Only half a mile away, just north of the Williamsburg Bridge, a memorial full of candles, photos and scrawled messages at the corner of Avenue D and E. Third St. depicts Atkinson as a loving dad to an infant boy, also named Brandon.

“It devastated me, once I heard the news,” said Charles Baines, 48, an uncle of Atkinson’s girlfriend who recalled giving the young man advice from time to time, trying to help him stay on the right path.

“All I was able to do was give him the best feedback I could give a young person.”

Parrilla is memorialized just three blocks away at Avenue D and E. Sixth Street, with signed basketballs, sneakers and an award he won for his hoop skills nestled among candles and flowers.

His mother Michelle Morales told The News last week that nothing seemed amiss the night her only child took the car they shared to do his laundry, play some basketball and hang out with his friends. When it got late, she tried calling his phone over and over but never got through.

“These children are killing each other over nonsense, over areas of blocks,” she said. “I can barely sleep, knowing that my son was in pain.”

A memorial for Jesse Parrilla, 22, on the corner of Avenue D and E. Sixth St. (Brittany Kriegstein)
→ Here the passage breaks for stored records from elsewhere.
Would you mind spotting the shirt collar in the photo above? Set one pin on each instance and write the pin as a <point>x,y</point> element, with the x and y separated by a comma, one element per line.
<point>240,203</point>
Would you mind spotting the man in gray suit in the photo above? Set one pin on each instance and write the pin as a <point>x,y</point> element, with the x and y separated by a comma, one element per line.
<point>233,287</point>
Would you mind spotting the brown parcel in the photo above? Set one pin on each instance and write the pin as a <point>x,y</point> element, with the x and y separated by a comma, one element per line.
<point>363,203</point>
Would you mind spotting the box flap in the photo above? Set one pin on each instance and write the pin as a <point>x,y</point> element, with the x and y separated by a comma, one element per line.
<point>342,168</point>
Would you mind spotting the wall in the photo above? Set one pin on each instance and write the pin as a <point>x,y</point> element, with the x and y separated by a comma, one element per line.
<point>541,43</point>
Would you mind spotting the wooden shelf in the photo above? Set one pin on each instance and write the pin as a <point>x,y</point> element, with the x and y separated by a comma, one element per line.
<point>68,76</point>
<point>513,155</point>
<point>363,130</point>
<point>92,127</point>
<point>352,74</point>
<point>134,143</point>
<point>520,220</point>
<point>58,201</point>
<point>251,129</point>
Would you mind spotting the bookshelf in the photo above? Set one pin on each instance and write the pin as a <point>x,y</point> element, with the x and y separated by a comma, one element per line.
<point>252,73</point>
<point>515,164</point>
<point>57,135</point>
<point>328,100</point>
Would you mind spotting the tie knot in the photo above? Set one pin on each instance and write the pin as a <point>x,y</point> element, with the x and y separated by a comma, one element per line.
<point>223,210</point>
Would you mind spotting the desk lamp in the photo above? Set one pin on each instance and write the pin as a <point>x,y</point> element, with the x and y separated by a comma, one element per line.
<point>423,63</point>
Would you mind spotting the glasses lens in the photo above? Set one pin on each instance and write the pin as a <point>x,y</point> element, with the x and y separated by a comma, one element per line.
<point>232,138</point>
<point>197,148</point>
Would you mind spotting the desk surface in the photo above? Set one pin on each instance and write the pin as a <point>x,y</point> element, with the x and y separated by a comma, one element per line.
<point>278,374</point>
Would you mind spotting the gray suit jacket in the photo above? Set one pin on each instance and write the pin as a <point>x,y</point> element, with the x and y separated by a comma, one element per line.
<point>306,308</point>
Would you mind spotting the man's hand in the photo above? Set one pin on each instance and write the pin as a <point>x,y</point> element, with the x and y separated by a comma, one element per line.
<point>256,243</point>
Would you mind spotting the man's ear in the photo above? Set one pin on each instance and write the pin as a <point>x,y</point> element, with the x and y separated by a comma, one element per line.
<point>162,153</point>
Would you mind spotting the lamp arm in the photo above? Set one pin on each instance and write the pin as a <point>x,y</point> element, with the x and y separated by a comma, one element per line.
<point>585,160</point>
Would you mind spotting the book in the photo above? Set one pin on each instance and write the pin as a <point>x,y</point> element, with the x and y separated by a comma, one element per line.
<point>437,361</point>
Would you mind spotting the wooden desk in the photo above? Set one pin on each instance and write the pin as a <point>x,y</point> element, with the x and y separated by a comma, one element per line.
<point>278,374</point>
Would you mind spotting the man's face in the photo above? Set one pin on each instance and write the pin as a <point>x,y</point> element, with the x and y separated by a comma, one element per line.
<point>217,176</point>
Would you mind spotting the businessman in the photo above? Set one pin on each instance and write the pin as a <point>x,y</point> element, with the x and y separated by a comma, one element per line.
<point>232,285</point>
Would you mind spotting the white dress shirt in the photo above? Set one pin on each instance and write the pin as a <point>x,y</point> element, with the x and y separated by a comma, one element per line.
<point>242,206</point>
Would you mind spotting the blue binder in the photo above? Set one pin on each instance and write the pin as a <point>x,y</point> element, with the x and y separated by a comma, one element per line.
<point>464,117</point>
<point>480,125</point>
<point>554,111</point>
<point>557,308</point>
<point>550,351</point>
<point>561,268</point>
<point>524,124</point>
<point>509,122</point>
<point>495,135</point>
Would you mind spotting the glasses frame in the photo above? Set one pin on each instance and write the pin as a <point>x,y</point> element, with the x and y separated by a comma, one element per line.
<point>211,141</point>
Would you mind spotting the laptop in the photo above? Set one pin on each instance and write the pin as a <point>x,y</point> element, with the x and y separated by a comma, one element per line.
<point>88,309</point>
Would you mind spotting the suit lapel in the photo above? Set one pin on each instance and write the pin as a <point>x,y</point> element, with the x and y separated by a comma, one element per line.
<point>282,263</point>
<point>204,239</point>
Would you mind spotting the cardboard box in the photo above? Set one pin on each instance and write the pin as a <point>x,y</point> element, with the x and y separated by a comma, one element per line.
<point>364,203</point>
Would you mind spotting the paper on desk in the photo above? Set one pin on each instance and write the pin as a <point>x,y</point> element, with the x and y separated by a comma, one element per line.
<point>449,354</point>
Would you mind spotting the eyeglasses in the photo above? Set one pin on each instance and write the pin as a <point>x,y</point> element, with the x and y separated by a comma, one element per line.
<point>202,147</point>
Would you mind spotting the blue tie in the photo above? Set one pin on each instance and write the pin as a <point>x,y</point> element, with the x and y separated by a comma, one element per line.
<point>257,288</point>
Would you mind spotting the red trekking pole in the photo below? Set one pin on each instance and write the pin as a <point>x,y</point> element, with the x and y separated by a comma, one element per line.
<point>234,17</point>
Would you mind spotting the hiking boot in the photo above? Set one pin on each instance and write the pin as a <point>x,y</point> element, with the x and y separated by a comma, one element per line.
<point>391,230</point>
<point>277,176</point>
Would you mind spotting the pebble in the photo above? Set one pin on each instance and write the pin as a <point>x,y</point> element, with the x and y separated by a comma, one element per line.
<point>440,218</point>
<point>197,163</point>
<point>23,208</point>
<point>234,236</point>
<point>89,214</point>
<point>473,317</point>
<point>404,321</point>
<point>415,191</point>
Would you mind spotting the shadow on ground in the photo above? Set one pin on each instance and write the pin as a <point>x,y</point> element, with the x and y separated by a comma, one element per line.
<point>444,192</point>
Huang’s family, struggling similarly to make sense of their loss, followed a weekly Buddhist mourning ritual to direct her wandering soul to the gates of heaven. Her younger brothers, ages 12 and 21, miss their sister, who was working so hard because she was trying to save money for her own apartment.

The family started a GoFundMe to raise money to cover the cost of her funeral, business losses related to the death and grief counseling for her youngest brother.

Her mother cries every morning, so used to seeing her daughter at their home in a co-op on Grand St.

In addition to the restaurant where she worked to help her family, Huang’s parents purchased her a nail salon, Nails by Nikki, to run just a block away.

The front page of the New York Daily News on May 19, 2022. (New York Daily News)

Huang’s father, determined to keep the family restaurant open, grapples with his pain as an endless stream of longtime customers come by to express their condolences and share theories about who may have killed his daughter.

“Everyone says something different,” the bewildered father said. “Everybody grew up here, all the kids. It’s very sad to see this happen.”